Effect on cell viability of HpI4, HpI6, trastuzumab, and their combinations at different concentrations in MDA-MB-453 cells. (a) Effect of 50 and 100 µg/mL of TZ compared to control cells (non-treated). (b,c) Effects of HpI4 (b) and HpI6 (c), either alone or in combination with 100 µg/mL of TZ, on MDA-MB-453 (330,000 cells/well) cell viability. All analyses were performed 3 days after transfection. Data represents the mean +/− SEM from at least three replicates. Statistical significance was determined using a one-way ANOVA with Dunnett’s multiple comparison test (* p < 0.05, ** p< 0.01, *** p < 0.001, **** p < 0.0001). (d) A representative image of the effect of HpI4 and HpI6 and their combinations with TZ on HER-2 protein levels. Protein extracts from MDA-MB-453 cells (330,000/well) were obtained after 48 h of transfection with 300 nM of PPRHs, either in the absence or in the presence of 100 µg/mL of TZ and analyzed by Western blot. The signal detected for tubulin was used to normalize the results. The determination was performed three times with consistent results.

Figure 5

In vivo effects of HpI6. A sample of 330,000 MDA-MB-453 cells/well was seeded in 6-well dishes and transfected the following day with 400 nM of HpI6. Forty-eight hours after transfection, cells were inoculated in the CAM of chicken embryonated eggs. One week later, tumors were extracted and weighed. (a) Main steps in the CAM assay since the inoculation of MDA-MB-453 cells in the chick chorioallantoic membrane until the obtention of tumors. (b) The size of the control tumors (upper row) and those derived from cells transfected with HpI6 (lower row) is shown. (c) Distribution of tumor weight between control and transfected samples. (d) Representative blots of HER-2 levels determined by Western blot in total protein extracts prepared from pools of control (n = 9) and transfected tumors (n = 8).
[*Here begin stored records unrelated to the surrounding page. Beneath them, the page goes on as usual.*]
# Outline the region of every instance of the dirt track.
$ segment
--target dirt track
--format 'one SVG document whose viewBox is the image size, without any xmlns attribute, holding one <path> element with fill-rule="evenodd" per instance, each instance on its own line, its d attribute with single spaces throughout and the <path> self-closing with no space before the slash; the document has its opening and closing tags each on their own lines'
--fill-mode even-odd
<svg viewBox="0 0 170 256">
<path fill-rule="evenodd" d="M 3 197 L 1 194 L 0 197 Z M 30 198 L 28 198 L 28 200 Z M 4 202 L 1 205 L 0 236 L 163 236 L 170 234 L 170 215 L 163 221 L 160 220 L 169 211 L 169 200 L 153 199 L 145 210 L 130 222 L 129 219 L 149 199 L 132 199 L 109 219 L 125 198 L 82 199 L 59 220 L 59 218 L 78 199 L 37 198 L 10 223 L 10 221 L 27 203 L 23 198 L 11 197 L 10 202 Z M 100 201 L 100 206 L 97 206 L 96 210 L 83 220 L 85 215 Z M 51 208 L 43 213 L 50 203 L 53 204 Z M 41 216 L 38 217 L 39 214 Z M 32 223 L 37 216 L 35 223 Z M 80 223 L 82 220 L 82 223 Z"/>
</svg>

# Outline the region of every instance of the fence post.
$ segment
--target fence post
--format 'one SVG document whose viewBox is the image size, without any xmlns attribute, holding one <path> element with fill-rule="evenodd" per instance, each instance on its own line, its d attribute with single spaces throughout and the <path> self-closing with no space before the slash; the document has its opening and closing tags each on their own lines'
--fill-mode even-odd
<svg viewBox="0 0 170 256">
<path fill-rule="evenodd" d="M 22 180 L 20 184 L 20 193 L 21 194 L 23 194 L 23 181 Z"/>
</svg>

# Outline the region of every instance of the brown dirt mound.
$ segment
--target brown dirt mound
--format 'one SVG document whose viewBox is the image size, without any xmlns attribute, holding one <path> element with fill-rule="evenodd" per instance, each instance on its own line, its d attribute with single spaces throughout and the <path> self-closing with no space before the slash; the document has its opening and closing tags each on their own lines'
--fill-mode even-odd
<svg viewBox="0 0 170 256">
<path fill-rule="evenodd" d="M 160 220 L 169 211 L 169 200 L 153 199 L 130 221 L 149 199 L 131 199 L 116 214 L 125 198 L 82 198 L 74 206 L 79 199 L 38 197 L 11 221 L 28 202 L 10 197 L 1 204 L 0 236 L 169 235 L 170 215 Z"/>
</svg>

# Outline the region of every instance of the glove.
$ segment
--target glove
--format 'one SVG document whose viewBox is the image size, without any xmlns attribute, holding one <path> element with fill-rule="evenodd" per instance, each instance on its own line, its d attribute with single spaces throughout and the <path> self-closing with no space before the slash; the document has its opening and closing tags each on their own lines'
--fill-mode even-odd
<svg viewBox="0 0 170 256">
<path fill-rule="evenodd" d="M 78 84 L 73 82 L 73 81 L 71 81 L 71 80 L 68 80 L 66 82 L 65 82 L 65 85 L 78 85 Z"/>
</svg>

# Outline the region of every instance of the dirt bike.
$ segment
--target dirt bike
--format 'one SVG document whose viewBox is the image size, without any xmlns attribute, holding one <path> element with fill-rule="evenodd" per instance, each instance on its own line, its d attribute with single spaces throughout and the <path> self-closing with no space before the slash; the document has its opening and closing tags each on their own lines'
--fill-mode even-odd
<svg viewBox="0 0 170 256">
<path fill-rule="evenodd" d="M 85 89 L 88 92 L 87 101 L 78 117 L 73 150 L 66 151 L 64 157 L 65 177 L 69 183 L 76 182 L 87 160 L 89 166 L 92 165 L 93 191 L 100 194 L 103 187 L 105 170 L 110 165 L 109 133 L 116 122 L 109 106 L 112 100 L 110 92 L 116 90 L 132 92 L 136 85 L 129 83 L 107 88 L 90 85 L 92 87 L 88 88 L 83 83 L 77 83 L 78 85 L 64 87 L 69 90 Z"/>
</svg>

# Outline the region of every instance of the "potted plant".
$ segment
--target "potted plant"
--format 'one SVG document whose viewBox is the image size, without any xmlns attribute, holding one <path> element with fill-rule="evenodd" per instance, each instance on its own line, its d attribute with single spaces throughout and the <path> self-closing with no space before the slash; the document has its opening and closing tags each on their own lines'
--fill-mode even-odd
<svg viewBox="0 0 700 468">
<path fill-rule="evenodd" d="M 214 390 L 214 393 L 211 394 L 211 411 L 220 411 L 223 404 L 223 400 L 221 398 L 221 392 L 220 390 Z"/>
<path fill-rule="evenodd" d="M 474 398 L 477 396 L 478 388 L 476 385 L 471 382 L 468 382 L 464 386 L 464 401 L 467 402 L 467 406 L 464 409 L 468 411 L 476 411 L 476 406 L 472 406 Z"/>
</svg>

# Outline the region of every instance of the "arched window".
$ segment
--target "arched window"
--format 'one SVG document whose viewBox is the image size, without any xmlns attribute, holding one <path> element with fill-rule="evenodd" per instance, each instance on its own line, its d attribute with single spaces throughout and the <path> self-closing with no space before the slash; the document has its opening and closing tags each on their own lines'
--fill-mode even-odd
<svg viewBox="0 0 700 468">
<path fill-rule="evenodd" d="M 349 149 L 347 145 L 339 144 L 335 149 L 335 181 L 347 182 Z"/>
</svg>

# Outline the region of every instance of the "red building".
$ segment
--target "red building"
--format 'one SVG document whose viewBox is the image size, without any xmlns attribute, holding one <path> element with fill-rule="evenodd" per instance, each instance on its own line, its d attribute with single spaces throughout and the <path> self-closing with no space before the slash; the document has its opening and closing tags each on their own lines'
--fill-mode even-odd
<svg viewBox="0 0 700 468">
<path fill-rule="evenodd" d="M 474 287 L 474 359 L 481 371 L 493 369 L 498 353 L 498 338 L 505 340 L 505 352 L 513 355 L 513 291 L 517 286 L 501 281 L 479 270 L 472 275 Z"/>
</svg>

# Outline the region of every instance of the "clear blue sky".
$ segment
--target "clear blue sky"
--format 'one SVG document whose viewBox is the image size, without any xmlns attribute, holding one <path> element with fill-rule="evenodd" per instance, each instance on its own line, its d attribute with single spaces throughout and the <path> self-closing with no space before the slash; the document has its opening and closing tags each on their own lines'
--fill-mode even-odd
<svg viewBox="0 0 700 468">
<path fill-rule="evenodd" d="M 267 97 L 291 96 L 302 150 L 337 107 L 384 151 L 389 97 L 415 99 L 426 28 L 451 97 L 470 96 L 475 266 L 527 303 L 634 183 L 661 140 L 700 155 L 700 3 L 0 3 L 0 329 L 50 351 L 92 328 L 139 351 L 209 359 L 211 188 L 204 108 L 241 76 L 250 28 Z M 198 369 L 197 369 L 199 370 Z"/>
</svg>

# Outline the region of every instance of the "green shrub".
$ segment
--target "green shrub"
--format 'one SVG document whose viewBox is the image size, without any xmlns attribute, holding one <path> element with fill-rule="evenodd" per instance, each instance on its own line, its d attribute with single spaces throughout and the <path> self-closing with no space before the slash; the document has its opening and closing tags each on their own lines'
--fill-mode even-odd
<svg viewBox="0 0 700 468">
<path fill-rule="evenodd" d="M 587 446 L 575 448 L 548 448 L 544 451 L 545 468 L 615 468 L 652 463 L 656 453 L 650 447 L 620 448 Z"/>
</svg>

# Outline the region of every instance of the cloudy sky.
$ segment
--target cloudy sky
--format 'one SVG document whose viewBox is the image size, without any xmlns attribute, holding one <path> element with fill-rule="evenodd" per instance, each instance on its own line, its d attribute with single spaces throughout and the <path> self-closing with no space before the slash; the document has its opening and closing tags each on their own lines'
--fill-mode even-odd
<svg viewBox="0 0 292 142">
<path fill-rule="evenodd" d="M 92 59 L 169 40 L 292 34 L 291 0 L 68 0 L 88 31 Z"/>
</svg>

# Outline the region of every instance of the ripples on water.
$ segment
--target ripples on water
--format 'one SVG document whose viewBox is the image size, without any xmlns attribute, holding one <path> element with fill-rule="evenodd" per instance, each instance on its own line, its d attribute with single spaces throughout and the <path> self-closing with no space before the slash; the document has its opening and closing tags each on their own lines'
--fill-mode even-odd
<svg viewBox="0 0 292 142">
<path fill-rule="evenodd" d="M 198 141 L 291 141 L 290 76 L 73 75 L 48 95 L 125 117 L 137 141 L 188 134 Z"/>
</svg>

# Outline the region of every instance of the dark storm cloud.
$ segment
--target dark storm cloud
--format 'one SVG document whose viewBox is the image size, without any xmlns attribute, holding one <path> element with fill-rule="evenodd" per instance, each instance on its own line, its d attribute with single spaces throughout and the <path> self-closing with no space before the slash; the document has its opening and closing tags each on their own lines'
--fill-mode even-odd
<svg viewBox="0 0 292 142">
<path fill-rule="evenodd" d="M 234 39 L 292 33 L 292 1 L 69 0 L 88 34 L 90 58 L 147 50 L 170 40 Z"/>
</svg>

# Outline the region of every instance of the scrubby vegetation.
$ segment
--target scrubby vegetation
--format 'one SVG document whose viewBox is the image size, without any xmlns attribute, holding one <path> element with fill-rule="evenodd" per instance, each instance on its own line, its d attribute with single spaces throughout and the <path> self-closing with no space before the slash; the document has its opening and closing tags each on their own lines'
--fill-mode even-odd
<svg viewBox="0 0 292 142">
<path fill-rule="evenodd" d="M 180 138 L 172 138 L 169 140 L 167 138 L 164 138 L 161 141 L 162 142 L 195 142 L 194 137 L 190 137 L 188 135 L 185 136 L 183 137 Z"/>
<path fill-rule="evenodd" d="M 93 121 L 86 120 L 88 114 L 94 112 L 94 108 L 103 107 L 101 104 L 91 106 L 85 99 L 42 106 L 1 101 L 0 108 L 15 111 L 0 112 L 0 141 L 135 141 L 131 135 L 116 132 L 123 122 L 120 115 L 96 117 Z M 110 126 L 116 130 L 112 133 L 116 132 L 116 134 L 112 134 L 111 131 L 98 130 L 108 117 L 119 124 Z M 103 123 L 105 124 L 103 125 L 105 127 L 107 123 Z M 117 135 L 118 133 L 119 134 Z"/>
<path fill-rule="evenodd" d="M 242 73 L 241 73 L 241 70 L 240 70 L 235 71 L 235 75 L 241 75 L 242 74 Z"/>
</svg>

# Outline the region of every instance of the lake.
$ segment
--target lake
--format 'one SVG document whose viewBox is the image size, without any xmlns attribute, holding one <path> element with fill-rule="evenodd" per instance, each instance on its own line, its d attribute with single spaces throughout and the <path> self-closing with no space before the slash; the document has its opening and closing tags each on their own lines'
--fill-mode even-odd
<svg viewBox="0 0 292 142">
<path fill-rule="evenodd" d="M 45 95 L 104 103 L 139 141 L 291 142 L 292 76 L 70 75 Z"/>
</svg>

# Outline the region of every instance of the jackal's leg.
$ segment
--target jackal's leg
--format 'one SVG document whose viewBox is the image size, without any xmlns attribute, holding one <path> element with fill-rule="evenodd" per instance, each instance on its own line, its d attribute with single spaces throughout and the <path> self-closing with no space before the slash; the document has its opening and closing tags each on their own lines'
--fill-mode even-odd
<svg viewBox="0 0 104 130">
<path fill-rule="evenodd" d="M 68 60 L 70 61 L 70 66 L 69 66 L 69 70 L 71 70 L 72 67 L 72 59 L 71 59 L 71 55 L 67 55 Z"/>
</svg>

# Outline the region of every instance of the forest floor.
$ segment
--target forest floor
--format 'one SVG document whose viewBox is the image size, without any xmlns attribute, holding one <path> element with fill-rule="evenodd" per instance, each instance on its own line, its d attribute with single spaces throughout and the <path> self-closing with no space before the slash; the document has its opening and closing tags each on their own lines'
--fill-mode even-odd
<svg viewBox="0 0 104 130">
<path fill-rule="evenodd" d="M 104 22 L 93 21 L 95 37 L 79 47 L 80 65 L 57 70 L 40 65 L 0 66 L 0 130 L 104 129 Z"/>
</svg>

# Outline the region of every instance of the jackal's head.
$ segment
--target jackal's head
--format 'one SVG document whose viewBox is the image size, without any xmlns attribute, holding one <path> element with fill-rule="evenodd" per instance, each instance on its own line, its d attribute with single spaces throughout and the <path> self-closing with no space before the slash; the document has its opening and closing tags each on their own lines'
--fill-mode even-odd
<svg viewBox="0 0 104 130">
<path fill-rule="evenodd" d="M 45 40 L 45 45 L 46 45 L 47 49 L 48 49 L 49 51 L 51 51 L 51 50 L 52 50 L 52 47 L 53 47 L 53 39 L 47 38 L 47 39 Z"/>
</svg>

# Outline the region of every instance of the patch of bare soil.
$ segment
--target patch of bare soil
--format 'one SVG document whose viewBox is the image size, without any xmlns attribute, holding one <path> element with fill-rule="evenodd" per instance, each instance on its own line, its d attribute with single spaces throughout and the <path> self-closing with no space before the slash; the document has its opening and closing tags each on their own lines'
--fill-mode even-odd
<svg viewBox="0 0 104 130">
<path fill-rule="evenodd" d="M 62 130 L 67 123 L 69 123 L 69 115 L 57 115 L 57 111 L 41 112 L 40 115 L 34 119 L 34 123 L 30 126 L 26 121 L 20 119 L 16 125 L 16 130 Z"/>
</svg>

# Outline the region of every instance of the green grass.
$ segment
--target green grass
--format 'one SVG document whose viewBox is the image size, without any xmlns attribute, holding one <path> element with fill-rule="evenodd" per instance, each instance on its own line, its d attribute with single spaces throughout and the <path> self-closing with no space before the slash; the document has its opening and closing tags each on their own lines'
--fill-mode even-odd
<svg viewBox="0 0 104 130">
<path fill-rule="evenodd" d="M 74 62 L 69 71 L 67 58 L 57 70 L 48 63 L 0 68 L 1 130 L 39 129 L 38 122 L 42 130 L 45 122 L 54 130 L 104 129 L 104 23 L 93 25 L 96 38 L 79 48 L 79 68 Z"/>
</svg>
The signal corresponding to tubulin was used to normalize the results. Statistical significance was determined using an unpaired t-test (**** p < 0.0001).

Figure 6

(a) Effect of HpI4, HpI6, trastuzumab, and their combinations on tumor weight. MDA-MB-453 cells were transfected with 300 nM of HpI4 or HpI6, either in the absence or presence of 100 µg/mL of TZ. Forty-eight hours after transfection, cells were inoculated in the CAM of chicken embryonated eggs, and one week later, tumors were extracted and weighed. The distribution of tumor weights between control, antibody-treated, and transfected samples is shown. (b) HER-2 levels determined by Western blot in total protein extracts prepared from tumor pools derived from control (n = 18), antibody-treated (n = 19), and PPRH-transfected cells, either in the absence (n = 8 for HpI4 and n = 11 for HpI6) or in the presence of TZ (n = 9 for CB HpI4 and n = 11 for CB HpI6). The tubulin signal was used to normalize the results. Statistical significance was determined using a one-way ANOVA with Dunnett’s multiple comparison test (* p < 0.05, ** p< 0.01, **** p < 0.0001).